A Toolbox for Non-Tabular Data Manipulation

Provides a set of functions for data manipulation with list objects, including mapping, filtering, grouping, sorting, updating, searching, and other useful functions. Most functions are designed to be pipeline friendly so that data processing with lists can be chained.


rlist is a set of tools for working with list objects. Its goal is to make it easier to work with lists by providing a wide range of functions that operate on non-tabular data stored in them.

This package supports list mapping, filtering, grouping, sorting, updating, searching, file input/output, and many other functions. Most functions in the package are designed to be pipeline friendly so that data processing with lists can be chained.

rlist Tutorial is a highly recommended complete guide to rlist.

This document is also translated into 日本語 (by @teramonagi).

Install the latest version from GitHub:

devtools::install_github("renkun-ken/rlist")

Install from CRAN:

install.packages("rlist")

In R, there are numerous powerful tools to deal with structured data stored in tabular form such as data frame. However, a variety of data is non-tabular: different records may have different fields; for each field they may have different number of values.

It is hard or no longer straightforward to store such data in data frame, but the list object in R is flexible enough to represent such records of diversity. rlist is a toolbox to deal with non-structured data stored in list objects, providing a collection of high-level functions which are pipeline friendly.

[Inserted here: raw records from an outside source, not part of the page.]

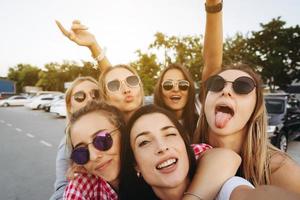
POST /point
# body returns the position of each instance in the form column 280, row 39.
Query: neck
column 174, row 193
column 115, row 184
column 233, row 141
column 178, row 114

Suppose we have a list of developers, each of whom has a name, age, a few interests, a list of programming languages they use and the number of years they have been using them.

library(rlist)
devs <- 
  list(
    p1=list(name="Ken",age=24,
      interest=c("reading","music","movies"),
      lang=list(r=2,csharp=4)),
    p2=list(name="James",age=25,
      interest=c("sports","music"),
      lang=list(r=3,java=2,cpp=5)),
    p3=list(name="Penny",age=24,
      interest=c("movies","reading"),
      lang=list(r=1,cpp=4,python=2)))

This type of data is non-relational since it does not well fit the shape of a data frame, yet it can be easily stored in JSON or YAML format. In R, list objects are flexible enough to represent a wide range of non-relational datasets like this. This package provides a wide range of functions to query and manipulate this type of data.

The following examples use str() to show the structure of the output.

Filter those who like music and has been using R for more than 3 years.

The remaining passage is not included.